À mon tour, j’étais rasséréné : j’avais, moi aussi, mon dieu qui n’en était pas un. Et finalement, à les entendre, je me disais qu’il y avait probablement plus de magnanimité au ciel que sur terre où les hommes se font la guerre pour des dieux qu’ils confrontent.
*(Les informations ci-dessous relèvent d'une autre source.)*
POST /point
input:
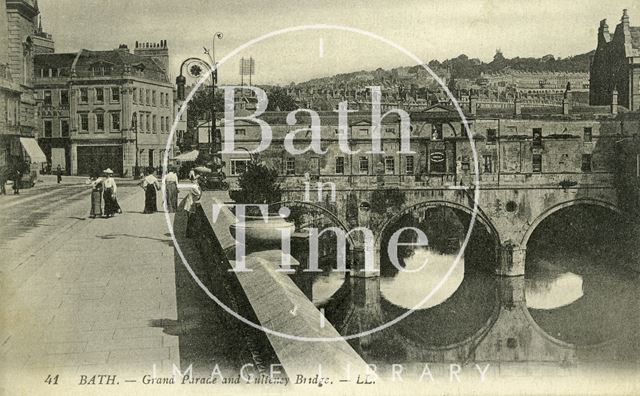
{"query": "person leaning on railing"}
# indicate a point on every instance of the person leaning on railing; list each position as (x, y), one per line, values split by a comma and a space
(189, 205)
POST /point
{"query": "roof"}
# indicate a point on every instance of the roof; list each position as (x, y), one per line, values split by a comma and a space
(635, 36)
(117, 62)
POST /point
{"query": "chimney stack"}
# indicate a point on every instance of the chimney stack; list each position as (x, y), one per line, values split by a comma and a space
(625, 18)
(473, 103)
(566, 100)
(517, 107)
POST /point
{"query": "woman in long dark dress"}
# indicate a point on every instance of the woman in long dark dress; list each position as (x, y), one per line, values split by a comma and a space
(96, 197)
(111, 206)
(150, 185)
(171, 187)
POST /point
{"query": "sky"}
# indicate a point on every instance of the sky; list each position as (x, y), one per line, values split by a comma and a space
(430, 29)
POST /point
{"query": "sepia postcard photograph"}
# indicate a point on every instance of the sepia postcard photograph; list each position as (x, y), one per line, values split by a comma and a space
(421, 197)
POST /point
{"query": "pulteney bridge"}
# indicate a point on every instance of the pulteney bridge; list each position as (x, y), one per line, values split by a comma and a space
(510, 210)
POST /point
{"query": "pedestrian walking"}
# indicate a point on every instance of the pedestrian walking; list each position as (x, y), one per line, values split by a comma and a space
(111, 206)
(17, 177)
(96, 196)
(3, 181)
(150, 184)
(189, 205)
(171, 190)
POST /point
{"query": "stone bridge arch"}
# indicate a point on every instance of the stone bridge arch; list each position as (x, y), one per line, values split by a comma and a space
(479, 216)
(532, 226)
(480, 219)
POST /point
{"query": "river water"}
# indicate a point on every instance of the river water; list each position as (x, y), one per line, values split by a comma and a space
(577, 302)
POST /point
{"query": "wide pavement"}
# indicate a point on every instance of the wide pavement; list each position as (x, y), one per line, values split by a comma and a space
(84, 295)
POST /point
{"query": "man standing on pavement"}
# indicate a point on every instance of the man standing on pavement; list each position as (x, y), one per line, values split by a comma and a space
(3, 181)
(17, 175)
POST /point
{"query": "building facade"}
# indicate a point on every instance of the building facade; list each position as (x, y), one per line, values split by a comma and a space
(517, 146)
(21, 37)
(105, 109)
(616, 65)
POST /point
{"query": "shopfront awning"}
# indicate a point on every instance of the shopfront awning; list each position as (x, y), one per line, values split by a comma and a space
(188, 156)
(33, 150)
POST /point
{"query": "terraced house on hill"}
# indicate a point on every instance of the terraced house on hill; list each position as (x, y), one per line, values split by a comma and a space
(105, 109)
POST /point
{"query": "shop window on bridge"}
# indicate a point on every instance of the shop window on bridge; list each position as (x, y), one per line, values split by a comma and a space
(64, 128)
(290, 166)
(465, 164)
(64, 98)
(537, 137)
(437, 159)
(488, 164)
(99, 122)
(48, 129)
(84, 122)
(364, 165)
(115, 122)
(389, 165)
(409, 165)
(238, 166)
(436, 132)
(340, 165)
(47, 98)
(537, 163)
(586, 163)
(463, 130)
(492, 136)
(115, 94)
(99, 95)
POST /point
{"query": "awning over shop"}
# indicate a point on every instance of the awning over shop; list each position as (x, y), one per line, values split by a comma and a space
(188, 156)
(33, 150)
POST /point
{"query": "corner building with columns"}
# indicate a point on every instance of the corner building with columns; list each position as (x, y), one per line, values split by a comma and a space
(105, 109)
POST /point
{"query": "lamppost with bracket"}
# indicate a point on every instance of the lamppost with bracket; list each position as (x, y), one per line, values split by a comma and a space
(196, 65)
(134, 127)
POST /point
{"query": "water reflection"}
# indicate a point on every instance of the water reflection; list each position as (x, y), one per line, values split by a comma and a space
(423, 271)
(580, 294)
(578, 287)
(550, 287)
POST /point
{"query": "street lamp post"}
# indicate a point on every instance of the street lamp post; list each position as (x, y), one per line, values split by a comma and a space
(134, 126)
(214, 81)
(195, 70)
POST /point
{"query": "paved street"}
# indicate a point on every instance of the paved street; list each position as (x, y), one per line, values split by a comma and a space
(84, 294)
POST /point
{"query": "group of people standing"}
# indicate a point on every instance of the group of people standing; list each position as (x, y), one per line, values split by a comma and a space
(104, 188)
(151, 186)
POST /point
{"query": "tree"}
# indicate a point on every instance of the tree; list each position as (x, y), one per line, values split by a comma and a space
(279, 99)
(258, 184)
(199, 107)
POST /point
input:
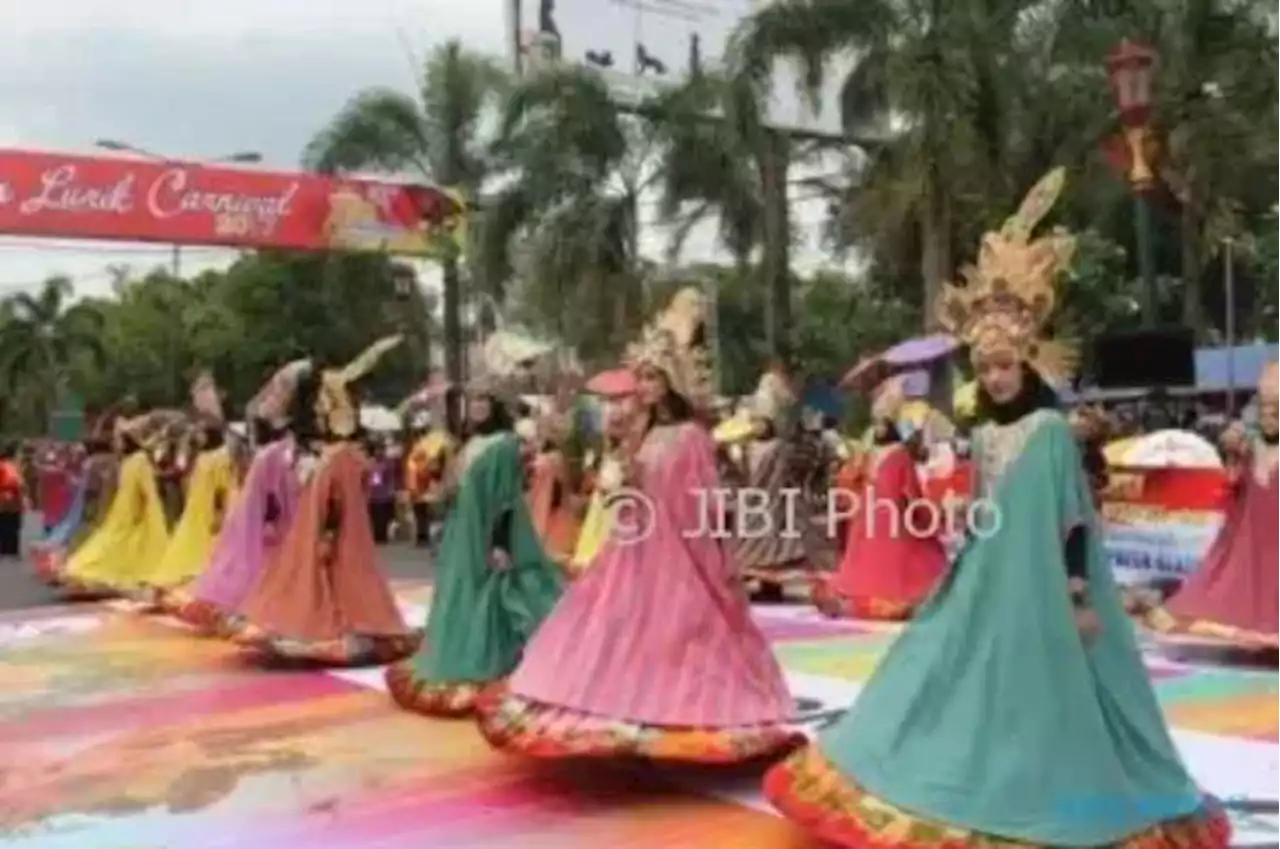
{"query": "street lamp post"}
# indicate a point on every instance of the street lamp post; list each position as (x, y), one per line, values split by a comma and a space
(243, 156)
(1130, 69)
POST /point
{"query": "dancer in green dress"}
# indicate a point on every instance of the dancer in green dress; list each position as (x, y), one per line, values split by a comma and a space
(494, 583)
(1015, 711)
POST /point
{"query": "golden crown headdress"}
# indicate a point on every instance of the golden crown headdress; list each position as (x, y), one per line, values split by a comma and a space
(272, 402)
(334, 409)
(1008, 295)
(773, 397)
(673, 345)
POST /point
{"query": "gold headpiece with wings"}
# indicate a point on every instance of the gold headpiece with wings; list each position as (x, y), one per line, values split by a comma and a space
(507, 364)
(673, 345)
(336, 412)
(1008, 296)
(272, 402)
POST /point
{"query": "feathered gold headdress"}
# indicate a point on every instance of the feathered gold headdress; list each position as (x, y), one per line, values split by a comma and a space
(673, 345)
(773, 398)
(1008, 296)
(506, 365)
(272, 402)
(151, 428)
(336, 414)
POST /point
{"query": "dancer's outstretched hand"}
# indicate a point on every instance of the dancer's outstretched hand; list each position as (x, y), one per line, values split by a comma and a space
(1088, 624)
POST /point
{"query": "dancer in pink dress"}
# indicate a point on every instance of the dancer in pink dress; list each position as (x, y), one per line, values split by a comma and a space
(259, 517)
(1234, 596)
(892, 557)
(248, 539)
(653, 652)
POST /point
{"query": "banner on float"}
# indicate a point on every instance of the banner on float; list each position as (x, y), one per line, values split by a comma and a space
(95, 197)
(1161, 521)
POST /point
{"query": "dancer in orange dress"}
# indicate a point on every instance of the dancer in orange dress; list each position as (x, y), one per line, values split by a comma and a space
(891, 561)
(325, 599)
(552, 497)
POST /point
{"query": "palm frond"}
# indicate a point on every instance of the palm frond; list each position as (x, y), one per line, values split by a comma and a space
(379, 128)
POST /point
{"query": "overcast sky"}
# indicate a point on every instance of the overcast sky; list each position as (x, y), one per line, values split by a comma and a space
(205, 78)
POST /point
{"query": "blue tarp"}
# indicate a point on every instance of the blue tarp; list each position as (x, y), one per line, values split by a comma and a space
(1216, 370)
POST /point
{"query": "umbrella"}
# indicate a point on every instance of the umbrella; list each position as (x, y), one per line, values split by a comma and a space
(868, 371)
(615, 383)
(379, 419)
(920, 351)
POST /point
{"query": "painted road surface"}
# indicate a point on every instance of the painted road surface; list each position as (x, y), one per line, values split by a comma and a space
(123, 731)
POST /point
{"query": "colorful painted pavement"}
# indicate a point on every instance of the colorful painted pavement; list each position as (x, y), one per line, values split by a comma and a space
(119, 731)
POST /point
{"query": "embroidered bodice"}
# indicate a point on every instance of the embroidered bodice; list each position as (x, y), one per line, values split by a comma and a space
(999, 446)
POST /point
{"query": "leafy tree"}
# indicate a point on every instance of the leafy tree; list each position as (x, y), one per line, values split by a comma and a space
(439, 136)
(41, 337)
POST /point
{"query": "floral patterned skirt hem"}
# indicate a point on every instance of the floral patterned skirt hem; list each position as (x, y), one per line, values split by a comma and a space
(432, 698)
(1160, 620)
(812, 793)
(80, 589)
(782, 574)
(833, 605)
(516, 724)
(350, 649)
(48, 562)
(205, 617)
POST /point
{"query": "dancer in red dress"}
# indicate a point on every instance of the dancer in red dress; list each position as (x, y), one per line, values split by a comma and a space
(1234, 597)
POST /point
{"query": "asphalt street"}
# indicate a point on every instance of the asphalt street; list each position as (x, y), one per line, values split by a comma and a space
(19, 588)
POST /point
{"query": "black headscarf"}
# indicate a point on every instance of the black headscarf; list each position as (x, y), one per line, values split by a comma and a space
(1034, 395)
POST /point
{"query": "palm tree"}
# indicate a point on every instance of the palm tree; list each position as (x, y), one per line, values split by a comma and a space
(437, 135)
(932, 80)
(41, 339)
(572, 167)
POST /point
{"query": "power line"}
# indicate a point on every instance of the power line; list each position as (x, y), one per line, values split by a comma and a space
(105, 247)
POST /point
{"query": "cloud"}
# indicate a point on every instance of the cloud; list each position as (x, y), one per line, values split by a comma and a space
(200, 80)
(205, 78)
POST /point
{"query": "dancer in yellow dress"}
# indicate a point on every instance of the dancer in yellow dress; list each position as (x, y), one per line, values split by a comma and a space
(209, 492)
(133, 535)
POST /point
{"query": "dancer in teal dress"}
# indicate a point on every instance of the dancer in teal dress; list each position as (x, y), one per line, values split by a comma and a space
(1015, 711)
(494, 583)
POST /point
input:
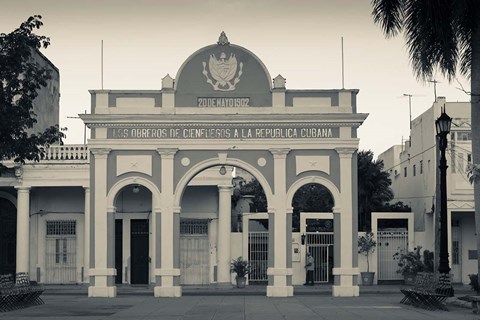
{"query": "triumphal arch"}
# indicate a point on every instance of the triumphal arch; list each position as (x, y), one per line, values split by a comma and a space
(222, 109)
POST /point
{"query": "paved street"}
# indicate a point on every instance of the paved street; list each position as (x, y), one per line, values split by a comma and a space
(369, 306)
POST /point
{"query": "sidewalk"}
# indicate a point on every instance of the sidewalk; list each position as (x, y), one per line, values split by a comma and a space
(249, 290)
(315, 305)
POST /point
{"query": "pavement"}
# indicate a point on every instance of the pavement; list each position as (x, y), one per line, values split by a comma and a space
(227, 302)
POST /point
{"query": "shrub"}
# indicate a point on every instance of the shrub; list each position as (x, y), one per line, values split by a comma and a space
(410, 262)
(240, 267)
(474, 282)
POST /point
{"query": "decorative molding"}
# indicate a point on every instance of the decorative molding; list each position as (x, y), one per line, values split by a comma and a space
(279, 153)
(345, 152)
(312, 163)
(461, 205)
(262, 161)
(222, 158)
(100, 153)
(185, 161)
(167, 153)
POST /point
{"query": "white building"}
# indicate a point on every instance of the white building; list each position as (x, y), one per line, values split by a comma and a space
(413, 169)
(144, 202)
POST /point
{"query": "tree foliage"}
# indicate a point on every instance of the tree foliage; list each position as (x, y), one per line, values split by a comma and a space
(20, 79)
(373, 188)
(441, 35)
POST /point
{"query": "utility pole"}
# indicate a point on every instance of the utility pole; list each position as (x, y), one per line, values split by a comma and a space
(434, 87)
(410, 116)
(84, 128)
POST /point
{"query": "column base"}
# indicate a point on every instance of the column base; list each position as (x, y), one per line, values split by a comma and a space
(102, 292)
(279, 291)
(345, 291)
(167, 292)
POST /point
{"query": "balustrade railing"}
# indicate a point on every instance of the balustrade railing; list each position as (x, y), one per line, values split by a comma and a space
(66, 152)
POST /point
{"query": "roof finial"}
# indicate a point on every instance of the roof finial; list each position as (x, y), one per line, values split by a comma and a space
(223, 40)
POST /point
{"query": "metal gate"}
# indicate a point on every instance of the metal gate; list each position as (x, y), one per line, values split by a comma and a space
(388, 243)
(61, 252)
(456, 251)
(194, 252)
(320, 245)
(258, 255)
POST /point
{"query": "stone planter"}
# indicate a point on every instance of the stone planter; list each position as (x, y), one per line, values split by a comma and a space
(409, 278)
(241, 282)
(367, 278)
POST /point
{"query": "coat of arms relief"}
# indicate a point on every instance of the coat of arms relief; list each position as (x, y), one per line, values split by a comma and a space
(223, 71)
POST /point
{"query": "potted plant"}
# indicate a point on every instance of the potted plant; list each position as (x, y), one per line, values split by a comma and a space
(409, 263)
(242, 268)
(366, 246)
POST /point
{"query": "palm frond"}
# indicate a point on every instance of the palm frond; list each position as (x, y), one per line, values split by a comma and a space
(389, 14)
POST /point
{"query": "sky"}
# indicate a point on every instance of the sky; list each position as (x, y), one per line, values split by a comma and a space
(144, 40)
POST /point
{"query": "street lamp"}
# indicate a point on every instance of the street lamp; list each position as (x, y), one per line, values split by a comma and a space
(443, 124)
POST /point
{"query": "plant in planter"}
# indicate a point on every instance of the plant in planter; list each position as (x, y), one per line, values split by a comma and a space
(366, 246)
(409, 263)
(242, 268)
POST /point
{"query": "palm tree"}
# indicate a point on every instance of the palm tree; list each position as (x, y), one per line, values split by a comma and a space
(373, 188)
(441, 35)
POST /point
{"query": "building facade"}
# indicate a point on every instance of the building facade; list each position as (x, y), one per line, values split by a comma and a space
(150, 188)
(413, 169)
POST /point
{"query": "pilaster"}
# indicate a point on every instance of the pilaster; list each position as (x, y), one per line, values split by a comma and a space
(23, 229)
(224, 233)
(86, 253)
(167, 270)
(104, 270)
(345, 284)
(280, 273)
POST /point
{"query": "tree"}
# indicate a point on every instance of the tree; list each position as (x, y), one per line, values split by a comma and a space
(441, 35)
(21, 77)
(311, 197)
(373, 188)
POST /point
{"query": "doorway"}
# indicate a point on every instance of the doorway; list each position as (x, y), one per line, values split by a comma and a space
(118, 249)
(139, 248)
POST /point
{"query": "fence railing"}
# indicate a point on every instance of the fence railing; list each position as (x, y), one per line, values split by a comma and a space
(66, 152)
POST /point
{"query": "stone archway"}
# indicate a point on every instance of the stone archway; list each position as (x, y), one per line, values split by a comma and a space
(8, 233)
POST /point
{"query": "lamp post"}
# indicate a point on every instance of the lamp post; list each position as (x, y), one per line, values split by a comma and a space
(442, 125)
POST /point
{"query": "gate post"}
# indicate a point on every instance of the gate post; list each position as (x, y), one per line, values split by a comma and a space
(102, 275)
(345, 271)
(167, 263)
(280, 228)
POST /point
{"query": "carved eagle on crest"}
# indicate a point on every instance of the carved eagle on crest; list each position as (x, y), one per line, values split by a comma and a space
(223, 70)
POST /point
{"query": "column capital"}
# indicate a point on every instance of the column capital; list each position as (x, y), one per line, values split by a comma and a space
(23, 189)
(167, 153)
(225, 187)
(345, 152)
(100, 153)
(279, 153)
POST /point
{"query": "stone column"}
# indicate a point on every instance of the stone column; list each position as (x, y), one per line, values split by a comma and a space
(86, 253)
(280, 245)
(167, 271)
(23, 229)
(102, 274)
(345, 282)
(224, 233)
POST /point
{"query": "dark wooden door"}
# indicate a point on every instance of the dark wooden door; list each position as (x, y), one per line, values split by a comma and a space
(139, 251)
(8, 237)
(118, 249)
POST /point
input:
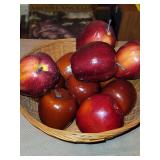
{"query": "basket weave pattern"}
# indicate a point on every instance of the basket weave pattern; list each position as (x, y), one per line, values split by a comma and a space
(29, 107)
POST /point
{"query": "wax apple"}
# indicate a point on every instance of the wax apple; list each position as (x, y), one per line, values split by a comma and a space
(64, 65)
(61, 82)
(81, 90)
(99, 113)
(94, 62)
(128, 61)
(123, 92)
(57, 108)
(38, 73)
(96, 31)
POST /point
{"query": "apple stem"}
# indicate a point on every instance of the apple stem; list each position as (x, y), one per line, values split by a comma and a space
(109, 24)
(58, 95)
(39, 69)
(120, 66)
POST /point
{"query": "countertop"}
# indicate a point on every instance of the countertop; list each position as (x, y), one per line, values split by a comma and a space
(34, 142)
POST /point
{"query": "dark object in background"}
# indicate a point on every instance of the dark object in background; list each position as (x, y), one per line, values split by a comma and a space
(48, 30)
(107, 12)
(23, 27)
(57, 25)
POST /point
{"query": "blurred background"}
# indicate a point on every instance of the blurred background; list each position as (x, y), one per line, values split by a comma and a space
(55, 21)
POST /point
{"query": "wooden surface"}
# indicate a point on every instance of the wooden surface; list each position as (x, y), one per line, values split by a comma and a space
(27, 45)
(130, 23)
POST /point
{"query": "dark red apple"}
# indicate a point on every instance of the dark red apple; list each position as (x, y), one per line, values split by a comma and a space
(128, 61)
(96, 31)
(64, 65)
(38, 73)
(123, 92)
(99, 113)
(61, 82)
(57, 108)
(94, 62)
(81, 90)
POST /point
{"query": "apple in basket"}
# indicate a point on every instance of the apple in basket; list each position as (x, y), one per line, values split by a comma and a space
(94, 62)
(99, 113)
(64, 65)
(96, 31)
(38, 73)
(57, 108)
(123, 92)
(128, 61)
(80, 89)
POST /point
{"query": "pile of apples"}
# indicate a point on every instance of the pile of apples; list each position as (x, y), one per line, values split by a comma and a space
(71, 87)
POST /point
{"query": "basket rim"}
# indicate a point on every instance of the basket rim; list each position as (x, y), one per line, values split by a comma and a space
(91, 137)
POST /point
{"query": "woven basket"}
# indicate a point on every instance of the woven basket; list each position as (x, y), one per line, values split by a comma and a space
(29, 107)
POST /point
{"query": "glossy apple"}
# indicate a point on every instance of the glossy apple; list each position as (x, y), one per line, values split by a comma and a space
(96, 31)
(128, 61)
(61, 82)
(64, 65)
(94, 62)
(38, 73)
(57, 108)
(81, 90)
(99, 113)
(123, 92)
Mais qu’ils s’appellent Ouranos, Chronos, Zeus, Atoum, Osiris, Amon-Râ, Ormuzd, Ahriman, Bouddha, Krishna, Vishnou, Tai-ki, Tien, Ti, Iaveh, Allah, le Père, le Fils, le Saint-Esprit, le Grand-Être, le Néant, le vide absolu ou que sais-je encore, là-haut nos myrionymes – de gentilles « divinités aux dix mille épithètes » – semblaient beaucoup plus fraternelles que nous ne le sommes ici-bas quand nous nous battons pour faire triompher leurs noms ; car ils n’hésitent pas à garder une place sur leurs colonnes au dernier petit intrus, le nouvel élu encore inconnu, mon non-dieu qui, après le brave petit gars de l’U, rejoint lui aussi l’assemblée des dieux.